Some 12 years after Harry Mills began playing rugby - after his farmer father became a corrections officer and moved the family from Moree to Sydney - one of the biggest days of his career is nigh.
The Tamworth second-rower's ascension to first grade will be celebrated by his family and friends when the Magpies play St Albert's at Rugby Park on Saturday.
He actually made his top-grade in last Saturday's round-one defeat of Barbarians. But the 20-year-old had always intended this clash to be extra special - what with it being against his former club, and it serving as the Magpies' headspace fundraising day.
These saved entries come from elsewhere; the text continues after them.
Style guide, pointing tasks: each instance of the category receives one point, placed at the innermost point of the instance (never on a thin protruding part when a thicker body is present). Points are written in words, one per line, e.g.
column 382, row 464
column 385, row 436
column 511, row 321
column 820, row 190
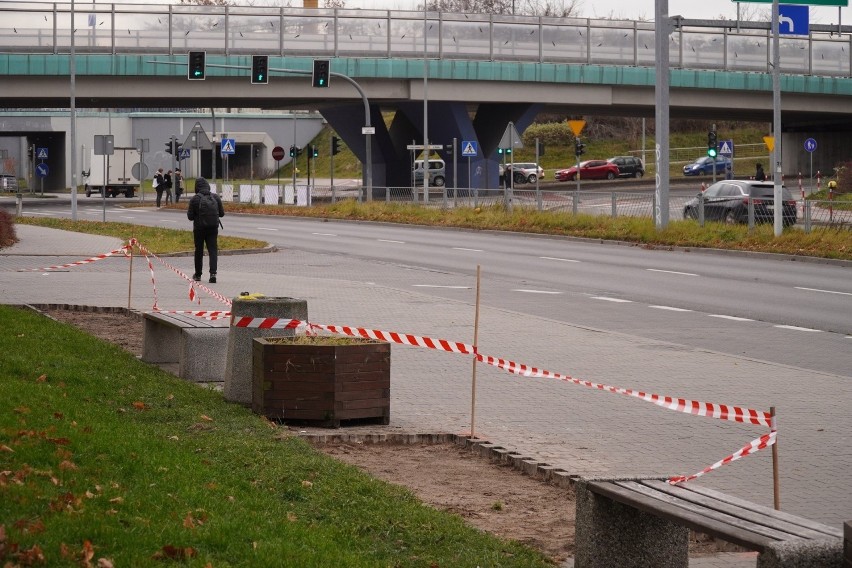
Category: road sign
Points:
column 806, row 2
column 511, row 133
column 576, row 126
column 469, row 148
column 229, row 146
column 793, row 20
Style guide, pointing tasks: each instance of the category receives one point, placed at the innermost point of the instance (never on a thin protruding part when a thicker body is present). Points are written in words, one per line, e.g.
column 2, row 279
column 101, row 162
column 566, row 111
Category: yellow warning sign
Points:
column 576, row 126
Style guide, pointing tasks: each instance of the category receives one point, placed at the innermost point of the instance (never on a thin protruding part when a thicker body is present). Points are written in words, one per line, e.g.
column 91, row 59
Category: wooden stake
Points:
column 776, row 488
column 130, row 278
column 475, row 343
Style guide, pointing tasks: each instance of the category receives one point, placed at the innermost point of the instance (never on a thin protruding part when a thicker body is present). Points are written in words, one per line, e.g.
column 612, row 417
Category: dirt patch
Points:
column 490, row 496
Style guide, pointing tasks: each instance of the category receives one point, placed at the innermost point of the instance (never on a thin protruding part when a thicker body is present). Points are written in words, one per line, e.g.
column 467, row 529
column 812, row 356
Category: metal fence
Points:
column 239, row 30
column 811, row 215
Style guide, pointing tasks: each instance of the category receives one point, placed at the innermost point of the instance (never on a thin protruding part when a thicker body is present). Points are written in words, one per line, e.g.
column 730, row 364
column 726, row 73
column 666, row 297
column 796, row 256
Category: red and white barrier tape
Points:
column 123, row 249
column 754, row 446
column 696, row 408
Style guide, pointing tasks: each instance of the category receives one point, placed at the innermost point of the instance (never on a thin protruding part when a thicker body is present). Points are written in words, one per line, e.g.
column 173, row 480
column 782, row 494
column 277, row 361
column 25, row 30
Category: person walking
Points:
column 205, row 209
column 159, row 185
column 178, row 182
column 167, row 182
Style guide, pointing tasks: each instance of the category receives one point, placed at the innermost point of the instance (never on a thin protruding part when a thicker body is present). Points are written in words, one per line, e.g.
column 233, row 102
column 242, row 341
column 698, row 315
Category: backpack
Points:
column 208, row 211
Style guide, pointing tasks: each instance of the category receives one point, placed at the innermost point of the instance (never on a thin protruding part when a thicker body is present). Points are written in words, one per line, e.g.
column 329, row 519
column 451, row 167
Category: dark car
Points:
column 590, row 169
column 728, row 200
column 628, row 166
column 704, row 166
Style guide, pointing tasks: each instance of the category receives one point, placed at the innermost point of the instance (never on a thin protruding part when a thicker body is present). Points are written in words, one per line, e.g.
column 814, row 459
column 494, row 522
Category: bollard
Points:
column 238, row 363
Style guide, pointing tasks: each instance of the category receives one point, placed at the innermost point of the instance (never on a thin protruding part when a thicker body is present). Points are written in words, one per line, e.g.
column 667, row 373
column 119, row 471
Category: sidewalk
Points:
column 583, row 431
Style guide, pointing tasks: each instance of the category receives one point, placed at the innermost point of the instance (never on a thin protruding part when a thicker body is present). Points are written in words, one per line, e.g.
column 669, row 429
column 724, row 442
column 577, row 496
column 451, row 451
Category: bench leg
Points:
column 609, row 534
column 803, row 554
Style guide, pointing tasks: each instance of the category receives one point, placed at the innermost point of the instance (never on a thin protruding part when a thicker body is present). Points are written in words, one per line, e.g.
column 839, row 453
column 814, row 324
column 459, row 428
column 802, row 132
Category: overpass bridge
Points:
column 481, row 70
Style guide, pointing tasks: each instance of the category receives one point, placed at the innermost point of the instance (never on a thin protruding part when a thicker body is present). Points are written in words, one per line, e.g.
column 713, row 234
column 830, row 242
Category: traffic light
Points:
column 320, row 75
column 259, row 69
column 197, row 68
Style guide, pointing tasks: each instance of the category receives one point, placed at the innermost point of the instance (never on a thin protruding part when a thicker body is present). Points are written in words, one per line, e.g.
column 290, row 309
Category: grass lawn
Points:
column 108, row 461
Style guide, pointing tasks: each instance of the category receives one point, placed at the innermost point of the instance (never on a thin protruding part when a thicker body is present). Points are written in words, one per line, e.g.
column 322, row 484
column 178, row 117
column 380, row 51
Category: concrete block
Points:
column 239, row 365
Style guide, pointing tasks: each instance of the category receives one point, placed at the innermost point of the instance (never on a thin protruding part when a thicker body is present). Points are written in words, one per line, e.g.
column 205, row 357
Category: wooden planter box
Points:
column 296, row 379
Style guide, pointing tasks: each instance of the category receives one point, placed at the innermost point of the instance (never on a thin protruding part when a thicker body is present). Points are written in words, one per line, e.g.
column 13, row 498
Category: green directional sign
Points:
column 802, row 2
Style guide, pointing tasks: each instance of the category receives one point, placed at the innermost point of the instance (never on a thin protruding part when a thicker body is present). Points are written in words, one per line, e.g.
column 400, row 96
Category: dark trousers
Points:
column 210, row 237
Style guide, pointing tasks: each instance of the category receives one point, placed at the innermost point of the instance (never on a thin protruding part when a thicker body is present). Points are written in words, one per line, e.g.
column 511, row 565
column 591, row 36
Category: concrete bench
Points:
column 198, row 346
column 646, row 522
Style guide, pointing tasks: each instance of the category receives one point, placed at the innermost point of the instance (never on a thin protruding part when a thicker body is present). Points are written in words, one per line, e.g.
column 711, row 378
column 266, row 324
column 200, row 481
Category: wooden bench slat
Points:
column 670, row 508
column 821, row 530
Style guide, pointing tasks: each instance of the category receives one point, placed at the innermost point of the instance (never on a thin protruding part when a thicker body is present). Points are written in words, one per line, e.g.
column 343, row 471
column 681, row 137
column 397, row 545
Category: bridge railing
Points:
column 243, row 30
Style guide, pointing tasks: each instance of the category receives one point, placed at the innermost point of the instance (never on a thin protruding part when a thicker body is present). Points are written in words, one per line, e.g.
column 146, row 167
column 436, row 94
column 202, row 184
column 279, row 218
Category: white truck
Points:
column 122, row 173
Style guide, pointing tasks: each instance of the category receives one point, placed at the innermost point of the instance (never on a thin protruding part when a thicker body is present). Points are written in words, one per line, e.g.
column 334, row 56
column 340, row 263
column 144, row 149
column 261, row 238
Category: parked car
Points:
column 524, row 172
column 728, row 200
column 590, row 169
column 704, row 166
column 8, row 182
column 628, row 166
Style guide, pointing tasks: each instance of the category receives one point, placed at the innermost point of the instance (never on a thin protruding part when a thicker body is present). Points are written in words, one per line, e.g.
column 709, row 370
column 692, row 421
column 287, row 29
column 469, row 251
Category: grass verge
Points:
column 108, row 461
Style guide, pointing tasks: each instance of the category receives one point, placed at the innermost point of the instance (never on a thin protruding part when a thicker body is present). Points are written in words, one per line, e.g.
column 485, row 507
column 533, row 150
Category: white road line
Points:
column 670, row 308
column 671, row 272
column 732, row 318
column 536, row 291
column 797, row 328
column 823, row 291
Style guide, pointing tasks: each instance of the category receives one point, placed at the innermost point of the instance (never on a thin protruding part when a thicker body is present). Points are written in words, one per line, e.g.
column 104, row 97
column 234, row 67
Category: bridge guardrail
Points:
column 243, row 30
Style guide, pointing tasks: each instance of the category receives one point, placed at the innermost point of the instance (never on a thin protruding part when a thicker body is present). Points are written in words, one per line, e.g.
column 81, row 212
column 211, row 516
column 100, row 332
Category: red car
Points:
column 590, row 169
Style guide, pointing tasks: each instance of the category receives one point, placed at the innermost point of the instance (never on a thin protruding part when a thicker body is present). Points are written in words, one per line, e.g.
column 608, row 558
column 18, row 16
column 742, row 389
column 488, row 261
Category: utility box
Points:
column 122, row 173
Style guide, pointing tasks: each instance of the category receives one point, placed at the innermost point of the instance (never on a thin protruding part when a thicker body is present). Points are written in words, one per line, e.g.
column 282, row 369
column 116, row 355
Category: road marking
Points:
column 671, row 272
column 733, row 318
column 536, row 291
column 823, row 291
column 797, row 328
column 670, row 308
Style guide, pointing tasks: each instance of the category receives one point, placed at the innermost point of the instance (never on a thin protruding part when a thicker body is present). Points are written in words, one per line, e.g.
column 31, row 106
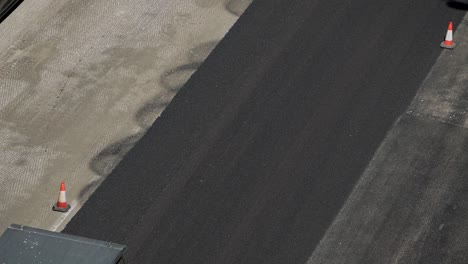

Also, his parents, Janine and Robert, could not make it to the Barbarians game, but will be at Rugby Park on Saturday. "Everyone" he knows will be there.
It's all about family and friends: my good friends, grandparents, parents - they're all gonna come and watch.Harry Mills
"It's all about family and friends: my good friends, grandparents, parents - they're all gonna come and watch," he said, adding that along with Tamworthians, people will be coming from Armidale and Moree to see him play.
Mills spent his formative years in Tamworth after his family moved to the city from Sydney. He graduated from McCarthy Catholic College, and is currently a second-year environmental science student at the University of New England.
He played second and third grade for St Albert's last year - before rejoining the Magpies, his junior club, this season. He now does his degree mostly online.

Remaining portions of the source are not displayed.